Le programme humanitaire phare de la Facilité, le filet de sécurité sociale d'urgence, a continué à répondre aux besoins fondamentaux et aux besoins de protection de 1,7 million de bénéficiaires. Il s'agit du plus grand projet humanitaire de l'histoire de l'UE.

- Ukraine : après plus de quatre ans de conflit, les besoins humanitaires ont persisté en 2018 dans l'est de l'Ukraine. Le conflit a touché plus de 4,4 millions de personnes, dont au moins 3,4 millions avaient besoin d'une aide humanitaire.
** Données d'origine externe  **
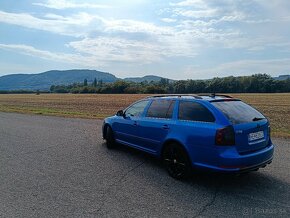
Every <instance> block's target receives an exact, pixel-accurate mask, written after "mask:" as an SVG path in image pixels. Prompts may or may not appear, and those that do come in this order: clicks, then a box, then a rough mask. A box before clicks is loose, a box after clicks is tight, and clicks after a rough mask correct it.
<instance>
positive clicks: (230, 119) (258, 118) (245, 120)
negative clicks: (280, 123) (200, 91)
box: [212, 101, 266, 124]
mask: <svg viewBox="0 0 290 218" xmlns="http://www.w3.org/2000/svg"><path fill="white" fill-rule="evenodd" d="M212 104H213V105H214V106H215V107H217V108H218V109H219V110H221V111H222V112H223V114H224V115H225V116H226V117H227V118H228V119H229V120H230V122H231V123H232V124H241V123H250V122H254V121H258V120H261V119H266V118H265V117H264V116H263V114H261V113H260V112H259V111H257V110H256V109H254V108H253V107H251V106H250V105H248V104H246V103H244V102H242V101H219V102H212Z"/></svg>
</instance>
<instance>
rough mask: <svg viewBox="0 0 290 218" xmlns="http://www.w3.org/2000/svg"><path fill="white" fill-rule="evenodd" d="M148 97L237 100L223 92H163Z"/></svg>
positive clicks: (183, 98)
mask: <svg viewBox="0 0 290 218" xmlns="http://www.w3.org/2000/svg"><path fill="white" fill-rule="evenodd" d="M147 98H149V99H160V98H161V99H176V98H178V99H196V100H205V101H210V102H213V101H237V100H239V99H236V98H233V97H232V96H230V95H224V94H216V93H212V94H164V95H153V96H148V97H147Z"/></svg>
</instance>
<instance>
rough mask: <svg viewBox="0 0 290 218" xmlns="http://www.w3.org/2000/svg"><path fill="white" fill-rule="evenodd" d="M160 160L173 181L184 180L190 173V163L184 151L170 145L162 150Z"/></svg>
mask: <svg viewBox="0 0 290 218" xmlns="http://www.w3.org/2000/svg"><path fill="white" fill-rule="evenodd" d="M162 159H163V162H164V165H165V167H166V170H167V171H168V173H169V175H170V176H171V177H173V178H175V179H178V180H179V179H186V178H188V177H189V176H190V173H191V163H190V160H189V157H188V155H187V153H186V151H185V149H184V148H183V147H182V146H181V145H179V144H177V143H171V144H169V145H167V146H166V147H165V148H164V151H163V155H162Z"/></svg>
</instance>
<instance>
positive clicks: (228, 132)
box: [215, 126, 235, 145]
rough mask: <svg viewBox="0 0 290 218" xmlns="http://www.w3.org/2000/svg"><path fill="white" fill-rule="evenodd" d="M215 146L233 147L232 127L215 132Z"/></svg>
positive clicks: (232, 129) (216, 131)
mask: <svg viewBox="0 0 290 218" xmlns="http://www.w3.org/2000/svg"><path fill="white" fill-rule="evenodd" d="M215 144H216V145H234V144H235V130H234V127H233V126H227V127H224V128H221V129H218V130H217V131H216V135H215Z"/></svg>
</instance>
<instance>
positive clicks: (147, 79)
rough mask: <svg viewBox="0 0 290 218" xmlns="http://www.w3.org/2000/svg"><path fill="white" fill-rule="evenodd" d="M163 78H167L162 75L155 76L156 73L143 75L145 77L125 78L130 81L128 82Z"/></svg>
mask: <svg viewBox="0 0 290 218" xmlns="http://www.w3.org/2000/svg"><path fill="white" fill-rule="evenodd" d="M161 79H167V78H164V77H160V76H154V75H148V76H143V77H127V78H125V79H124V80H125V81H128V82H136V83H140V82H144V81H147V82H151V81H153V82H158V81H160V80H161ZM169 81H173V80H171V79H169Z"/></svg>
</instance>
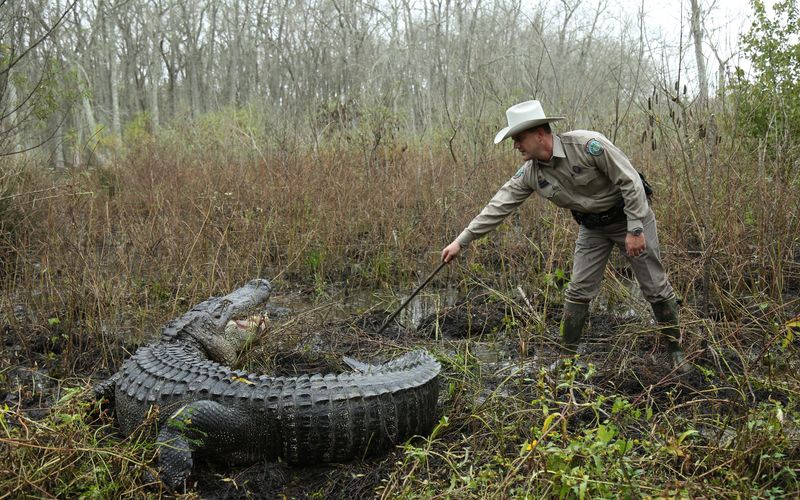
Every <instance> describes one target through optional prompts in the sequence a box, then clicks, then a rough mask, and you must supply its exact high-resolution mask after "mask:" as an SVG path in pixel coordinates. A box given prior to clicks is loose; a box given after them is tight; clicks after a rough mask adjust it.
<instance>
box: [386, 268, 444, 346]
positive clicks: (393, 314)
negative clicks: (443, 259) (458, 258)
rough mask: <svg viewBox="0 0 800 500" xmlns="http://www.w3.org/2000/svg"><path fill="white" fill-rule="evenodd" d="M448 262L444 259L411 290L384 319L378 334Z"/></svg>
mask: <svg viewBox="0 0 800 500" xmlns="http://www.w3.org/2000/svg"><path fill="white" fill-rule="evenodd" d="M446 264H447V262H445V261H442V262H441V263H440V264H439V266H438V267H437V268H436V269H434V270H433V272H432V273H431V274H430V276H428V277H427V278H426V279H425V281H423V282H422V284H421V285H420V286H418V287H417V289H416V290H414V291H413V292H411V295H409V296H408V298H407V299H406V300H405V301H403V303H402V304H400V307H398V308H397V310H396V311H395V312H393V313H392V315H391V316H389V317H388V318H387V319H386V321H384V322H383V326H381V329H380V330H378V333H376V335H377V334H379V333H381V332H382V331H384V330H385V329H386V327H387V326H389V323H391V322H392V320H393V319H394V318H395V317H397V315H398V314H400V311H402V310H403V309H404V308H405V307H406V306H407V305H408V303H409V302H411V299H413V298H414V297H416V296H417V294H418V293H419V291H420V290H422V289H423V288H425V285H427V284H428V282H430V280H432V279H433V277H434V276H436V274H437V273H438V272H439V271H441V270H442V268H443V267H444V266H445V265H446Z"/></svg>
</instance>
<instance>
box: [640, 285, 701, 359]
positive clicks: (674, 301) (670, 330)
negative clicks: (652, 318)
mask: <svg viewBox="0 0 800 500" xmlns="http://www.w3.org/2000/svg"><path fill="white" fill-rule="evenodd" d="M650 306H651V307H652V308H653V316H655V317H656V322H657V323H658V324H659V325H660V327H661V334H662V335H663V336H664V338H665V340H666V341H667V350H668V351H669V353H670V355H671V357H672V367H673V368H674V369H676V370H677V371H678V372H679V373H681V374H686V373H689V372H690V371H692V367H691V365H690V364H689V363H688V362H687V361H686V355H685V354H684V353H683V350H682V349H681V345H680V338H681V330H680V327H679V322H678V302H677V301H676V300H675V297H672V298H671V299H667V300H665V301H664V302H658V303H655V304H650Z"/></svg>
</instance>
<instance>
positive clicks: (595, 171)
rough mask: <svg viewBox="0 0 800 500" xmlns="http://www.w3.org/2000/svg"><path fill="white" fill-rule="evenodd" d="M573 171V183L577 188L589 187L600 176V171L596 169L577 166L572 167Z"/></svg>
mask: <svg viewBox="0 0 800 500" xmlns="http://www.w3.org/2000/svg"><path fill="white" fill-rule="evenodd" d="M571 170H572V172H571V175H572V182H573V183H574V184H575V185H576V186H588V185H589V184H590V183H591V182H592V181H594V180H595V179H597V178H598V177H599V176H600V171H599V170H597V168H596V167H587V166H584V165H575V166H572V167H571Z"/></svg>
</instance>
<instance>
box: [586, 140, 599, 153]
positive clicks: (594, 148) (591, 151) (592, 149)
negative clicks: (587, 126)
mask: <svg viewBox="0 0 800 500" xmlns="http://www.w3.org/2000/svg"><path fill="white" fill-rule="evenodd" d="M584 149H585V150H586V152H587V153H589V154H590V155H592V156H600V155H601V154H603V145H602V144H601V143H600V141H598V140H597V139H591V140H590V141H589V142H587V143H586V146H584Z"/></svg>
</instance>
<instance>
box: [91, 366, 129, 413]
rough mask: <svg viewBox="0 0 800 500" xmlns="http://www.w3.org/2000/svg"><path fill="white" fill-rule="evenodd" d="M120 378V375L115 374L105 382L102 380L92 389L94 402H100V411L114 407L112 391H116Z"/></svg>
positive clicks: (112, 375)
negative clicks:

L'UE et ses États membres sont restés l'un des principaux donateurs d'aide humanitaire, avec un total de 232 millions d'euros de soutien. 

- Yémen : le Yémen a connu la plus grande crise humanitaire au monde, avec 22,2 millions de personnes ayant besoin d'aide en 2018. En 2018, la Commission a intensifié sa réponse à la crise en fournissant 127,5 millions d'euros d'aide vitale à plus de 14 millions de personnes vulnérables. 

- Afrique : 2018 a été marquée par la pire crise alimentaire et nutritionnelle que le Sahel ait connue depuis de nombreuses années. La Commission a fourni une aide d'urgence d'un montant total de 272,9 millions d'euros aux différents pays touchés. En République centrafricaine, près de 2 millions de personnes souffraient d'une insécurité alimentaire aiguë et deux tiers de la population n'avaient pas accès aux soins de santé de base. Environ un citoyen sur quatre a été déplacé de force, soit à l'intérieur du pays, soit vers les pays voisins (Cameroun, Tchad et RDC). La Commission a alloué plus de 33 millions d'euros d'aide humanitaire à cette crise.

- Venezuela : les conditions de vie de la population se sont détériorées en raison d'une crise socio-économique et politique. Le manque de médicaments, combiné à une réduction dramatique de la capacité du système de santé, a eu pour conséquence qu'un nombre croissant de personnes n'ont pas pu être soignées. Fin 2018, plus de 3,2 millions de personnes avaient quitté le pays, principalement pour la Colombie, le Pérou, l'Équateur et le Brésil. Un total de 32 millions d'euros a été alloué par l'UE pour la fourniture notamment de services de santé et de nutrition, d'eau et d'assainissement, de protection, d'EiE, ainsi que pour le soutien aux communautés d'accueil. Ce montant comprend 7 millions d'euros d'augmentation du FED pour répondre aux besoins humanitaires urgents.

- Crise des Rohingyas : après le déplacement massif de 2017, environ un million de réfugiés apatrides ont résidé en 2018 à Cox's Bazar au Bangladesh. L'UE a fourni 46 millions d'euros d'aide humanitaire pour cette crise, tant au Bangladesh qu'au Myanmar, sous la forme de soins de santé de base, d'eau, d'assainissement, d'abris, de nutrition, de protection, de soutien psychologique et d'aide à la réduction des risques de catastrophe.

Priorités horizontales

Éducation dans les situations d'urgence : en 2018, la Commission européenne a consacré 8,5 % de son budget humanitaire à ces activités dans 34 pays (pour un montant de 91,6 millions d'euros), dépassant ainsi l'objectif de 8 % fixé pour l'année.

La Commission a également adopté une communication sur le sujet et les crises prolongées en mai 2018. Le nouveau cadre politique permettra à l'UE de mobiliser des ressources de manière plus prévisible, plus souple et plus efficace, sur la base d'une approche globale et coordonnée du lien entre l'aide humanitaire et le développement et de priorités stratégiques claires.